No More Laughing

A year ago the way to get a good laugh in Washington was to predict that a Senate-House conference committee would be meeting on July 17 to put the finishing touches on the tax-reform act of 1986. But that is exactly what is happening today. Tax reform is a certainty now. That is welcome news for millions of American taxpayers weary of reading about millionaires and huge corporations getting by without paying any taxes at all.

The 22 senators and representatives have some controversial decisions ahead of them. But the major parameters of the tax-reform bill are established.

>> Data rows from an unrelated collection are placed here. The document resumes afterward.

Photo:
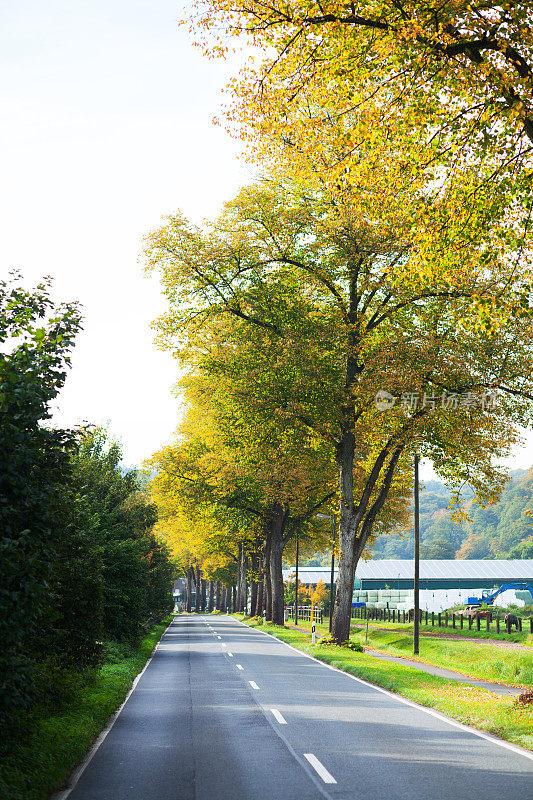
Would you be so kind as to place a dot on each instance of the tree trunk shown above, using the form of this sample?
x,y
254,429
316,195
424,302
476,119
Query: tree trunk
x,y
189,590
356,522
276,565
258,610
242,588
267,583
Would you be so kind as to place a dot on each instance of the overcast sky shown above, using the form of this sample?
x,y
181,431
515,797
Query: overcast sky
x,y
106,127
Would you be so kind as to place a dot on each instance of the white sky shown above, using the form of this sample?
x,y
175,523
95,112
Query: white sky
x,y
106,127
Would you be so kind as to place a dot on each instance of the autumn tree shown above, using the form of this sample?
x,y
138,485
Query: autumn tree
x,y
258,484
316,290
423,111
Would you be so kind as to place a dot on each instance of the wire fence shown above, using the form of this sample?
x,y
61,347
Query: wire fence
x,y
484,619
304,613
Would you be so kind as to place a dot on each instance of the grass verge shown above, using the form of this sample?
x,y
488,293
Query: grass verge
x,y
476,659
39,758
467,704
524,637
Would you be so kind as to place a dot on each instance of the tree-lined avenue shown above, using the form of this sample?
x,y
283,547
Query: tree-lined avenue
x,y
196,726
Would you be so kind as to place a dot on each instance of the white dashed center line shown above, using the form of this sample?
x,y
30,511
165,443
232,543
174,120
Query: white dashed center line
x,y
326,776
279,716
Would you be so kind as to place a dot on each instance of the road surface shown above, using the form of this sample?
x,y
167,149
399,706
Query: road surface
x,y
224,712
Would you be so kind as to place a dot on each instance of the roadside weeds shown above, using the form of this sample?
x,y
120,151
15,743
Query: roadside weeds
x,y
480,708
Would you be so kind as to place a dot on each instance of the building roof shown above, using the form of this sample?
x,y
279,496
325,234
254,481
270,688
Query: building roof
x,y
444,569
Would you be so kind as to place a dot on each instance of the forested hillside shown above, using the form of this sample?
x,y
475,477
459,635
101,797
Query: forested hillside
x,y
503,530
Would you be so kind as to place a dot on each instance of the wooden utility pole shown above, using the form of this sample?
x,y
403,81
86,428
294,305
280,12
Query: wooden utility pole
x,y
416,631
296,579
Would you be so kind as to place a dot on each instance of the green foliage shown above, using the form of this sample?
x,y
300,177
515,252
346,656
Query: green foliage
x,y
36,339
136,567
53,738
77,549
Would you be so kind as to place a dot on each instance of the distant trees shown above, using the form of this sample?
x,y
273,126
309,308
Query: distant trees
x,y
503,529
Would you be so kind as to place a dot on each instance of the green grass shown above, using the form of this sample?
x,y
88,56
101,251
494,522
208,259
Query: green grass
x,y
50,744
470,657
472,706
520,638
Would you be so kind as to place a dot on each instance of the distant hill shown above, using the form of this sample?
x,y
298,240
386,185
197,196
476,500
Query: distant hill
x,y
503,530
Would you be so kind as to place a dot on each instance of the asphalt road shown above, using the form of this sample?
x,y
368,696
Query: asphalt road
x,y
225,712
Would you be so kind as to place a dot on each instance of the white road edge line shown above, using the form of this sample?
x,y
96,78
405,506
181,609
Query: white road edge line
x,y
506,745
326,776
279,716
76,775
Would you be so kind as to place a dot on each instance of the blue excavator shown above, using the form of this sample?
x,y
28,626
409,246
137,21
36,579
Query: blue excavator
x,y
488,598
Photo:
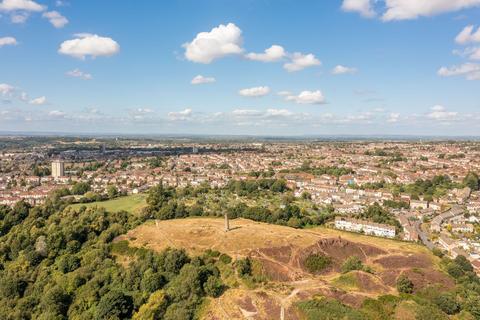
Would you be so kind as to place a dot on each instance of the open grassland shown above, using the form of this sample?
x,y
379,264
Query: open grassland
x,y
132,204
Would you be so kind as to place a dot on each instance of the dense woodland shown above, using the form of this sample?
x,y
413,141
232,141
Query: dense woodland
x,y
59,264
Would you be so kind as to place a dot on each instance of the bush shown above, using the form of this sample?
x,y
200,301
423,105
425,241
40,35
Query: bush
x,y
225,258
315,263
115,305
447,303
404,284
244,267
352,263
213,286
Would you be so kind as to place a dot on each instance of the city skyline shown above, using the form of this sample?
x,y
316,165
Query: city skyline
x,y
355,67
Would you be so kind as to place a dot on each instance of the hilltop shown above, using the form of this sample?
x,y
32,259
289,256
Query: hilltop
x,y
281,253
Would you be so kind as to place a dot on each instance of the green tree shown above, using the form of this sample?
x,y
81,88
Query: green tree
x,y
472,181
80,188
112,191
154,308
447,303
244,267
213,286
352,263
404,284
115,305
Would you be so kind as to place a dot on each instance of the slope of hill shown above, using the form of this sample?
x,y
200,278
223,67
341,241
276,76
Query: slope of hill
x,y
282,255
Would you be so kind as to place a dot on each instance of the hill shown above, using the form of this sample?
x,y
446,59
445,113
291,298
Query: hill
x,y
282,254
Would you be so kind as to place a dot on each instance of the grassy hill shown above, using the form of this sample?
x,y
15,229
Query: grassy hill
x,y
132,204
279,254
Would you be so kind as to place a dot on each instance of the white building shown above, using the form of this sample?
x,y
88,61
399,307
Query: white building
x,y
58,169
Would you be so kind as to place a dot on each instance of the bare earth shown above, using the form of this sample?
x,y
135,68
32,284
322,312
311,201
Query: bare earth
x,y
281,251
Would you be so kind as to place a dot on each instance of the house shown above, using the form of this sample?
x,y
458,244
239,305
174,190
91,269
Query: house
x,y
463,228
446,243
435,206
418,204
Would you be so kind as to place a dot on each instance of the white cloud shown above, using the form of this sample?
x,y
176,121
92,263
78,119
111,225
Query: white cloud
x,y
202,80
343,70
180,115
77,73
272,54
468,35
8,41
284,93
472,53
364,7
19,18
254,92
20,5
55,18
307,97
411,9
57,114
439,113
471,71
258,114
246,113
407,9
6,89
301,61
89,45
219,42
141,113
278,113
38,101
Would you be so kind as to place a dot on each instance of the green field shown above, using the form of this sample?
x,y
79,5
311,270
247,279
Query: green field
x,y
132,204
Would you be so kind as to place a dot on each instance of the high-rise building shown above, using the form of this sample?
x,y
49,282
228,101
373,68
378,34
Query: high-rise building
x,y
58,168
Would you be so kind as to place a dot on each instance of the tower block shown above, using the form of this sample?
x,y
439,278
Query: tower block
x,y
227,223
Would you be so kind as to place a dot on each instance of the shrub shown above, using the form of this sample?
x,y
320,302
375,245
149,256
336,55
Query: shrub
x,y
352,263
225,258
244,267
404,284
213,286
447,303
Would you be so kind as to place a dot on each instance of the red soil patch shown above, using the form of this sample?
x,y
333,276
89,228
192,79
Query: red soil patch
x,y
369,283
401,261
425,278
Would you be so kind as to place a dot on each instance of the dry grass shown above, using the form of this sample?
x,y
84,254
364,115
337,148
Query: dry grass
x,y
280,250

There is informal agreement on a two-bracket system for individuals, 15% and 27%. Both Senate and House bills achieve the important goal of eliminating federal taxes altogether for an estimated 6 million Americans who live below or near the poverty line.

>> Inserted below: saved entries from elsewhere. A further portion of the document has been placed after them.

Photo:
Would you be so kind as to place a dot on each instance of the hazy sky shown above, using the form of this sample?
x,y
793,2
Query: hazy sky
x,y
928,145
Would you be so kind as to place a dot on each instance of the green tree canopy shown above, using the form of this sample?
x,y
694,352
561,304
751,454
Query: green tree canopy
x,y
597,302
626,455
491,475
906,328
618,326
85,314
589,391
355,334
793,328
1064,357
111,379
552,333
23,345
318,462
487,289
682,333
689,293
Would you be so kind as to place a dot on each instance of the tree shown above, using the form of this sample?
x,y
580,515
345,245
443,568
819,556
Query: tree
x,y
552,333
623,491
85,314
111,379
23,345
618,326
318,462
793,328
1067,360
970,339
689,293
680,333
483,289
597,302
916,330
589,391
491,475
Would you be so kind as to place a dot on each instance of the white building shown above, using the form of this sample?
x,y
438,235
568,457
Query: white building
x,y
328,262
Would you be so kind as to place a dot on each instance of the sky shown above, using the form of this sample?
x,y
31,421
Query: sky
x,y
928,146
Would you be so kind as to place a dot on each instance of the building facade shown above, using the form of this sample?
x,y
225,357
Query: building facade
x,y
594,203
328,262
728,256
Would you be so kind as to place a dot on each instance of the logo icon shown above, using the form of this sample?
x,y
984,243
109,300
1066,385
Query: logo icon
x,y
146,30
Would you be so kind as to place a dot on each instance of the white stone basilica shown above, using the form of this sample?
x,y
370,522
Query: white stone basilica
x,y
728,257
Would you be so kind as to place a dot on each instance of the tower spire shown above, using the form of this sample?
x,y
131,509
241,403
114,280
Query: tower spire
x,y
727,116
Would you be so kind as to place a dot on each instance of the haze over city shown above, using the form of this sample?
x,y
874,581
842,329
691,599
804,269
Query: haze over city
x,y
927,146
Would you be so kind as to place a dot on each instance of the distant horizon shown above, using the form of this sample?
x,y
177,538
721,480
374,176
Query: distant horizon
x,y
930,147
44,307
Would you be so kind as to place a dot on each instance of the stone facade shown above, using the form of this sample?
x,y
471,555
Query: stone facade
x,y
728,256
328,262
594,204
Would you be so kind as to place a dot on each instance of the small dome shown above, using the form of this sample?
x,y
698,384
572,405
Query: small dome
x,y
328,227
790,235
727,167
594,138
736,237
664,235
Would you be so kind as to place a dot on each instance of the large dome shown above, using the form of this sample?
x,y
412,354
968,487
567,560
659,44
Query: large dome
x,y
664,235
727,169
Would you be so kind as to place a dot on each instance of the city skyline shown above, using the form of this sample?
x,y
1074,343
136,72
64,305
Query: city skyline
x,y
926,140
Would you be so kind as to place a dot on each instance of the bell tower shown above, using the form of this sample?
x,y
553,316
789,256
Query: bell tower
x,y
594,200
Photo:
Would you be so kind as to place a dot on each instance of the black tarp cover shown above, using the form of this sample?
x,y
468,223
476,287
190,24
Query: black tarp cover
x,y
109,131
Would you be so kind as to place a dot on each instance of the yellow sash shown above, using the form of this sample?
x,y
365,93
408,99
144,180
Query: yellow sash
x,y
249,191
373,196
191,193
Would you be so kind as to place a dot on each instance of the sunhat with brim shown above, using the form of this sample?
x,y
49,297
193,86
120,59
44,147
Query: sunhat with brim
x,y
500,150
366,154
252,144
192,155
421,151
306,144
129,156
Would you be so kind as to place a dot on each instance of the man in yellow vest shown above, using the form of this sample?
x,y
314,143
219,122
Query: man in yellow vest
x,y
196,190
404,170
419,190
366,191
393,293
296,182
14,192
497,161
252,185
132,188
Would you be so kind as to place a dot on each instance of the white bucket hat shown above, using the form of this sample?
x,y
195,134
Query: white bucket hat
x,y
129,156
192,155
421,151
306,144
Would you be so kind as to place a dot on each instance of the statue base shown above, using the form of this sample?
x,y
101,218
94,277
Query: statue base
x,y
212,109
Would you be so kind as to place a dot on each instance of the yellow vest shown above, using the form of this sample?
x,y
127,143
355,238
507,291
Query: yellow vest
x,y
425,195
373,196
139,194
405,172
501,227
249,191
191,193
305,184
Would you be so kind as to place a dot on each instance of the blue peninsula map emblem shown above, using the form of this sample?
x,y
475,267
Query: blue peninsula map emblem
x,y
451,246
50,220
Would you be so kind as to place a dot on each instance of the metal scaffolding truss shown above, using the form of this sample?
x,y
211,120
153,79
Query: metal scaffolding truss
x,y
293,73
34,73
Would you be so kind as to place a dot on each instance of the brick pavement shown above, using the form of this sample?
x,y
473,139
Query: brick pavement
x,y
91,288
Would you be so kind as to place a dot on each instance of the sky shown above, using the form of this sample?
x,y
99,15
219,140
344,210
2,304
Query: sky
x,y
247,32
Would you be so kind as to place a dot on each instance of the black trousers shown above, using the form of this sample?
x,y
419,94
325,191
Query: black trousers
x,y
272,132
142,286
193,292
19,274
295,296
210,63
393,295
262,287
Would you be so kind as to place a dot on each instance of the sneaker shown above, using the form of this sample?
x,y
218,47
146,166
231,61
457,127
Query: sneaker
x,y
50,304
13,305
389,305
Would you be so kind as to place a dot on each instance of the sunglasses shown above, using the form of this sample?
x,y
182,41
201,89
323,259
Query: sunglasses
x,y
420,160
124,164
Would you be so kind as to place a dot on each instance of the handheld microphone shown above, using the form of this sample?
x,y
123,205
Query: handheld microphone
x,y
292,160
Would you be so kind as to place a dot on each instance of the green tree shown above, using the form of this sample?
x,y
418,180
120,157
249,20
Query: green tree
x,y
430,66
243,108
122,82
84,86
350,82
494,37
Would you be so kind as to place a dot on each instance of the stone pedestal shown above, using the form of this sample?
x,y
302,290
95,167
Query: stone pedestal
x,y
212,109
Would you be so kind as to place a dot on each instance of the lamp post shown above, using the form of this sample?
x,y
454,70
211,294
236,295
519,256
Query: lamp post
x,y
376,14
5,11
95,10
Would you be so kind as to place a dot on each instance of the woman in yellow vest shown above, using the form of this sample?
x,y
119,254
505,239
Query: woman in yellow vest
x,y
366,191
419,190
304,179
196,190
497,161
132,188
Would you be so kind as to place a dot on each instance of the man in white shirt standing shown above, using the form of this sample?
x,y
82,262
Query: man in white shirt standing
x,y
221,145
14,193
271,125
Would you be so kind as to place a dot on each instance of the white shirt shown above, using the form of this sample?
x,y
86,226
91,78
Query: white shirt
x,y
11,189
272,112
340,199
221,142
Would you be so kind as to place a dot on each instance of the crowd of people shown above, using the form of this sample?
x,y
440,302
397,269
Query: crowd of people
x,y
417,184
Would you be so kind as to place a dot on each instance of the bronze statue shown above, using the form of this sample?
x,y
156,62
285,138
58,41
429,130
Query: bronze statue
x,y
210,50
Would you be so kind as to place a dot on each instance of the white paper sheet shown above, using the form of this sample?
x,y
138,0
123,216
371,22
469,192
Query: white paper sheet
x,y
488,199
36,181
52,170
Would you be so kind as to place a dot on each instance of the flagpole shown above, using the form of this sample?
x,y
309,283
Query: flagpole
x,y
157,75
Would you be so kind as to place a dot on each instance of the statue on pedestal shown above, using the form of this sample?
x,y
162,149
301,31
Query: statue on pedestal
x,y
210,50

The conference committee needs to agree on an adequate minimum tax for the wealthy and for corporations. That is the only way to persuade the average American that the rich will not be able to find new loopholes to use to their advantage.

And the committee must also be certain that middle-income Americans, who pay for the bulk of trillion-dollar annual federal budgets, are treated fairly in the way the new system redistributes the national tax burden. Where possible, the committee should seek ways to encourage savings and investment and to lessen the tax incentives for credit-card living. Consumer debt has risen to imprudent levels in recent years.

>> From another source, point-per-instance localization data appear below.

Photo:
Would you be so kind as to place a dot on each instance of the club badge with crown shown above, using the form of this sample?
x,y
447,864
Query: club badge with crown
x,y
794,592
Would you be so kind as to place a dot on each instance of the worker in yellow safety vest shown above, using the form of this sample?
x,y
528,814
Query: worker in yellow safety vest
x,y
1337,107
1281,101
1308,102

The committee also must assure that the plan remains revenue-neutral: that it does not give away more in reductions than it collects in other levies. With the election on the horizon, there may be a temptation to offer too many goodies to too many classes of taxpayers.

Congress and the Administration deserve credit for defying conventional wisdom and writing a tax-reform plan in an election year. With tax reform now virtually completed, they should quickly focus on the more critical problems facing the nation: the spiraling national debt and the lagging economy.

The primary goal of a tax system is to produce the revenue required to finance government adequately. One of Congress' priorities now should be consideration of a tax increase that will pay for the government that we need and stop the nation's dangerous plunge into the whirlpool of debt.